- Global Markets Roiled as Trump Takes Lead in Election Vote Count
Global markets were thrown into disarray as results from the U.S. election indicated that Donald Trump may prevail over Hillary Clinton in the race for the presidency, shocking traders who had focused on polls in recent days showing the opposite.

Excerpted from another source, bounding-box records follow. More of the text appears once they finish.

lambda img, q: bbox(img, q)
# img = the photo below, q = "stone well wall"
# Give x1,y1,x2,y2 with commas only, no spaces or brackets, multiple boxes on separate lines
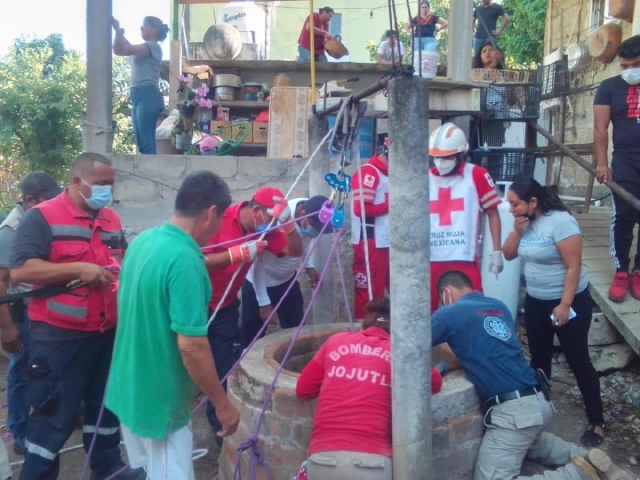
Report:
219,324,484,480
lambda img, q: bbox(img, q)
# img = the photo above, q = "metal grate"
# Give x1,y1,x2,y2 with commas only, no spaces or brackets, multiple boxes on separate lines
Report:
471,148,535,182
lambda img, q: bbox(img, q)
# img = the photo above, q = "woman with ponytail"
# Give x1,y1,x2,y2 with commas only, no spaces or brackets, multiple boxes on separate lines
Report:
502,177,606,447
111,17,169,155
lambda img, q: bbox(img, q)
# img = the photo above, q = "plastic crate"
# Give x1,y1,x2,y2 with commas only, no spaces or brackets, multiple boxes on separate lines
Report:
480,83,542,121
471,148,535,182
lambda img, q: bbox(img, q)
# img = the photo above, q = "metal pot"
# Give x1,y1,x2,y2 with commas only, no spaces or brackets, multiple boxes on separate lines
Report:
213,85,240,101
211,73,242,88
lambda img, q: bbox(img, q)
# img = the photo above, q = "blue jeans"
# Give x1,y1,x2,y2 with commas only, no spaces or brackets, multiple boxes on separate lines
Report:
413,37,438,52
207,300,240,445
131,85,164,155
297,45,329,62
7,308,31,448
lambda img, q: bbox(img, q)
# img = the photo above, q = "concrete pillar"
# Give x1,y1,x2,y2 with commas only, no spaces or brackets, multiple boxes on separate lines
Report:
631,0,640,36
309,118,335,324
388,77,432,480
447,0,473,138
82,0,113,154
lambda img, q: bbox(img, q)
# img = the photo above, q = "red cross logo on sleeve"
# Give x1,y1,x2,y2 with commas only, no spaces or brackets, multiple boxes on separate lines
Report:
429,187,464,227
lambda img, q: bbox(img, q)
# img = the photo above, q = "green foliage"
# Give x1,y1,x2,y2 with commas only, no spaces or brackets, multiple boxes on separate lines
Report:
498,0,547,69
0,35,86,179
365,0,450,65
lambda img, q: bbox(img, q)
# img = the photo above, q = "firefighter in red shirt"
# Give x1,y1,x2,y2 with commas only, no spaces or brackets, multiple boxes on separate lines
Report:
10,153,146,480
205,187,303,444
429,123,504,312
351,138,389,319
296,297,442,480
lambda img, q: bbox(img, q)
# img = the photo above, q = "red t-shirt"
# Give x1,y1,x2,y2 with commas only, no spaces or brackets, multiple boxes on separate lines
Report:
298,13,329,55
430,164,501,210
351,155,389,217
206,202,288,310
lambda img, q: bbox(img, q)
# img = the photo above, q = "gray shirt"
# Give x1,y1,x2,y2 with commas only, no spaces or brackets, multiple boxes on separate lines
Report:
518,210,589,300
129,42,162,88
0,204,31,293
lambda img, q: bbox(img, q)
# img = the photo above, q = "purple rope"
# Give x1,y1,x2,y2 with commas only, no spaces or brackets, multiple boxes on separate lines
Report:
200,212,324,253
191,219,329,416
233,435,275,480
233,230,342,480
336,235,353,332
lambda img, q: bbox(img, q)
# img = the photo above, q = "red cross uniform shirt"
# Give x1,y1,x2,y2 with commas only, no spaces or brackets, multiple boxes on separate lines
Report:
429,162,501,262
206,202,288,310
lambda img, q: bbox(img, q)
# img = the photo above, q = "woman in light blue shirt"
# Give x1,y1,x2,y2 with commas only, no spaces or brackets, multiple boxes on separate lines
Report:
112,17,169,155
502,177,606,447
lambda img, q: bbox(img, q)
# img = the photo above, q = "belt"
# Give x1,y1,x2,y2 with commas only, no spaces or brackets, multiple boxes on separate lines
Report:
482,385,542,409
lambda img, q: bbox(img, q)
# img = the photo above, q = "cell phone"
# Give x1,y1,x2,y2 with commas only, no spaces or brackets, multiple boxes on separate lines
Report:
549,307,578,323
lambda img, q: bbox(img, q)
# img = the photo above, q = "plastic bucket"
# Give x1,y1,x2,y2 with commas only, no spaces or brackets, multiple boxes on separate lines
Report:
413,50,440,78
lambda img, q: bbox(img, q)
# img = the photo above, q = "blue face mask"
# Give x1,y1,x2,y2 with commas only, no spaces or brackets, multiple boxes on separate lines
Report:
80,178,113,210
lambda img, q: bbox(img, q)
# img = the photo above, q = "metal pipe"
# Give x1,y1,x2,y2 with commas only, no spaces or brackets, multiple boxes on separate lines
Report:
309,0,316,114
315,79,389,118
528,120,640,210
389,76,436,480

Panicked investors rushed to unwind bets they’d piled on amid predictions Clinton would sweep to victory, fueling demand for haven assets. Futures on the S&P 500 Index plunged by a 5 percent limit that triggers trading curbs and Asian shares sank by the most since the aftermath of Britain’s shock vote to leave the European Union. Mexico’s peso had its steepest plunge since 2008 on concern a Trump win would lead to more protectionist U.S. trade policies. Gold jumped by the most since Brexit, surging with the yen and sovereign bonds.
Based on the states that have been called, Trump had 244 of the 270 Electoral College votes needed to claim the White House and Clinton had collected 215, while the Republicans were also on track to retain control of Congress. A Trump victory, buttressed by electoral gains from Florida to Ohio, had been portrayed by analysts as having the potential to unhinge markets that were banking on a continuation of policies that coincided with the second-longest bull market in S&P 500 history. Brexit was the last major political shock and led to the S&P 500 sliding 5.3 percent in two days.
Most polls showed Democratic candidate Hillary Clinton ahead of Trump going into the vote and websites that took bets on the victor had put the Democrat’s odds of winning at 80 percent or more. Trump pledged to clamp down on immigration to the U.S. and renegotiate free-trade agreements with countries including Mexico.
Among key moves in financial markets:
- S&P 500 Index futures slide as much as 5 percent
- FTSE 100 Index futures drop 3.4 percent
- MSCI Asia Pacific Index drops 2.6 percent
- Mexican peso tumbles as much as 12 percent, breaching 20 per dollar for first time
- Japanese yen climbs versus all major currencies
- Euro, Swiss franc rise at least 1.7 percent
- Gold jumps 3.1 percent, most since Brexit
- Crude oil slides 2.5 percent
- 10-year U.S. Treasury yield drops five basis points to 1.80 percent
The MSCI Asia Pacific Index was down more than 2 percent, with benchmarks in India, Japan and New Zealand posting the biggest declines in the region.
“If Trump becomes president and both the House and Senate are Republican, he can do whatever he likes,” said Norihiro Fujito, a Tokyo-based senior investment strategist at Mitsubishi UFJ Morgan Stanley Securities. “We’re in the midst of a violent unwinding of positions globally as investors deal with an unexpected, risk-off situation.”
Mexico’s peso plunged to a record low of 20.7818 per dollar, and was the worst performer among currencies worldwide. Other higher-yielding currencies sank, with South Africa’s rand weakening 3.1 percent and South Korea’s won down 1.1 percent.
“This would be the biggest political upset in living memory,” said Jeremy Cook, chief economist at London-based World First U.K. Ltd. “The significance is almost unquantifiable.”
Currencies viewed as havens strengthened, with the yen climbing 2.6 percent and the Swiss franc gaining 1.6 percent.
Treasuries rallied as traders saw the likelihood of the Federal Reserve interest-rate increase in December dwindling to less than 50 percent, based on overnight indexed swaps. The yield on the 10-year note declined four basis points to 1.82 percent. Its daily trading range — 0.18 percentage point — was the largest since June 24, the day after the Brexit vote.
“It’s looking increasingly likely that he’s got this,” said Robert Tipp, chief investment strategist in Newark, New Jersey, for the fixed-income division of Prudential Financial Inc. “We’re seeing the market scramble, we’re seeing fear of trade war seeping into Treasury prices.”